Link to light boxes on ebay
posted by WickedPissah at 8:23 PM on November 22, 2011


These two recent threads have a few suggestions:

- What brand of light therapy do you recommend?

- Light box (and other) recommendations for Seasonal Affective Disorder?


Here's my comment from the first one:
I got mine from the same company as kanata, just a different version - the Day-Light Sky. From the ridiculous amounts of (slightly obsessive) research I did, it seemed important (for max chance of max benefit) for the following things to be true:
- large field of light. Many small lights, like the little Philips blue ones, have such a small "target" field that if your head moves out of it, you're not getting the same benefit.
- the light has to enter your eyes from ABOVE your eyes. It cannot be on the desk, shining up at your face. There is something about the angle of light entering your eyes from slightly above your eyes. Think about where the sun is, on a sunny morning or evening, in relation to your eyes. It's above, angling down into your eyes.
- some people think the blue LEDs work fine. Some think they work better. It seems like there might be a slightly higher chance of eye issues with narrow-spectrum blue lighting, but I don't have time to bring up the number of studies. It might be a negligible situation, but I have some family history of eye disease and wanted to avoid if possible. Some people still think the white lights work better.

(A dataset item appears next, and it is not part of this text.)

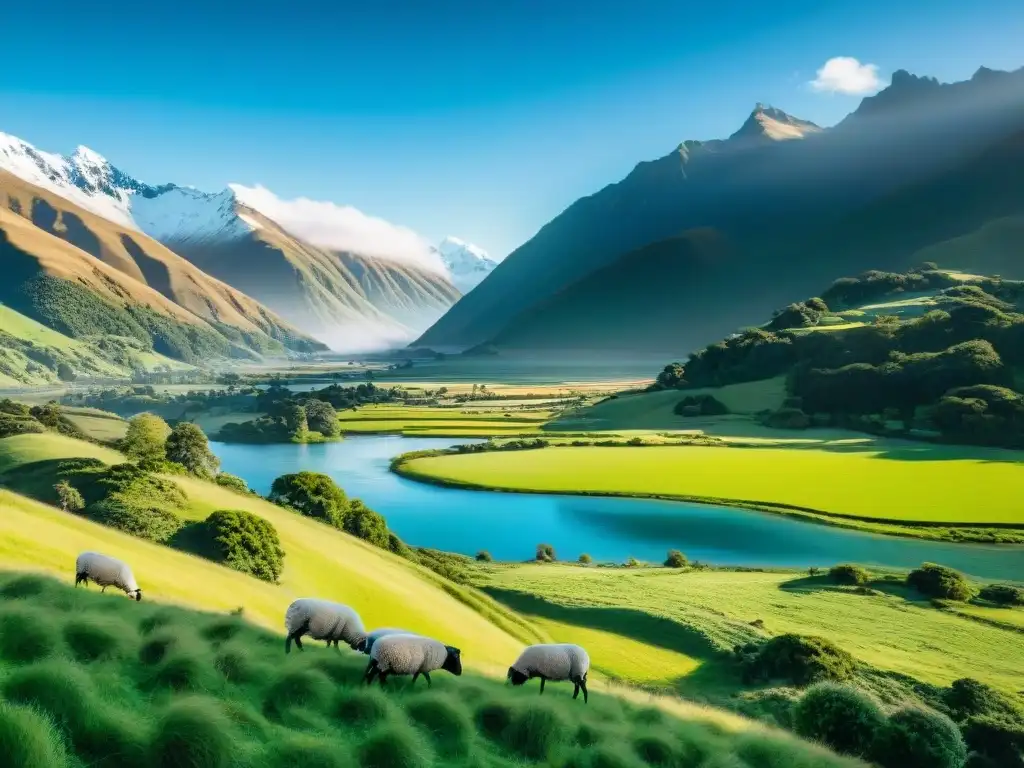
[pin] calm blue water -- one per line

This Day-light Sky seemed to have the backing of a number of researchers and a few associations. Again, it's not a bullet-proof recommendation, and certainly tons of people get benefits from other devices. That's just how I made my own decision. I'm super happy with it.

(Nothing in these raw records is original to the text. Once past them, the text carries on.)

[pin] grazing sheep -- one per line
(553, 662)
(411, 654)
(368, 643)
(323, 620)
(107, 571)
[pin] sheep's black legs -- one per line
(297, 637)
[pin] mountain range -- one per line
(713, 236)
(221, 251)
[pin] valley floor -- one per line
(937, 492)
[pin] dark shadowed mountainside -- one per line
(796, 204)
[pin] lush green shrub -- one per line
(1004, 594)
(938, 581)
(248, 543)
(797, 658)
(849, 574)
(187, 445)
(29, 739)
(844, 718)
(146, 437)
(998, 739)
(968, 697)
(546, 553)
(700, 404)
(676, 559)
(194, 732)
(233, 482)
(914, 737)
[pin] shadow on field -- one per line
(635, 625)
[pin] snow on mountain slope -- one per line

30 minutes a day, in the morning. I sometimes sit under it for a while at lunch too. Get the light shining down into your eyes.
posted by barnone at 9:19 PM on November 22, 2011 [2 favorites]

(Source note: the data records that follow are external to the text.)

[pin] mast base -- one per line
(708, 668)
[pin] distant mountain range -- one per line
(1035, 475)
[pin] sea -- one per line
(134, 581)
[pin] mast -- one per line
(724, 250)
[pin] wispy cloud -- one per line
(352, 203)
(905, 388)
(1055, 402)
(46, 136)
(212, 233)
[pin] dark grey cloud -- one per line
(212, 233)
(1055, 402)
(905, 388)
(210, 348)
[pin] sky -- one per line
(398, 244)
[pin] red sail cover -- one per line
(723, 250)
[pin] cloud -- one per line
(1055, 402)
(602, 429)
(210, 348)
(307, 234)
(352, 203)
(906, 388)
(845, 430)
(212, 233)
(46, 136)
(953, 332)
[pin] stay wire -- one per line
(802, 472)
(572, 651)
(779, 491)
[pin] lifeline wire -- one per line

A very inexpensive alternative is 2 pairs of fluorescent grow lamps from a nursery. You want these instead of the "full spectrum" tubes sold at Home Depot. They actually have the sun's natural range. You can then get a cheap shop fixture at HD for less than $30.

Put the tubes in the fixture. Hang the fixture from the ceiling. Plug it into a outlet timer. Set it to switch on when you're at home. You're talking $60, tops.

Bonus of you have a fluorescent fixture(s) in your home already. Just replace those bulbs with the grow lamps. Take the covers off if necessary.

I used these when I lived in the Midwest. It was bliss.

I had a coworker with an expensive desk-style lamp specifically for SAD. It was blindingly bright. She could only use it when sitting in one specific chair. When I tried it I didn't feel anywhere near as good as when I was under the friendly glow of the grow lights.
posted by clarknova at 9:25 PM on November 22, 2011 [2 favorites]


Thanks for the suggestions.

To narrow my question down a bit: can anyone recommend a specific light box that costs (preferably) under £100 and is available online via a UK website?
posted by hot soup girl at 10:52 PM on November 22, 2011


I'm in London too and am a lady also prone to SAD. When I talked about wanting to buy a light box, a friend of mine suggested that before I make my purchase I should go to NHS and inquire about the possibility of them paying for it. Seems a friend of a friend had her therapy stuff paid for that way. Have you looked at light boxes through this avenue?

Good luck!
posted by _superconductor at 7:26 AM on November 23, 2011


Nothing wrong with LEDs. I have a Philips GOlite, and it's pretty effective. To make it even better, it's got an effectiveness guarantee. Or it did when I bought mine in the US.
posted by piedmont at 8:07 PM on November 23, 2011 [1 favorite]


Thanks for your help, everyone—I really appreciate your suggestions. I ended up getting a 10k LUX lamp on sale at Maplins for £40. (I keep hearing good things about the Philips GOlite, but they seem to be priced close to £200 in the UK.) I also got a 'daylight' BioBulb to use in my desk lamp. These, plus the massive bottle of vitamin D I picked up on my last trip to the US, should hopefully keep me sane this winter.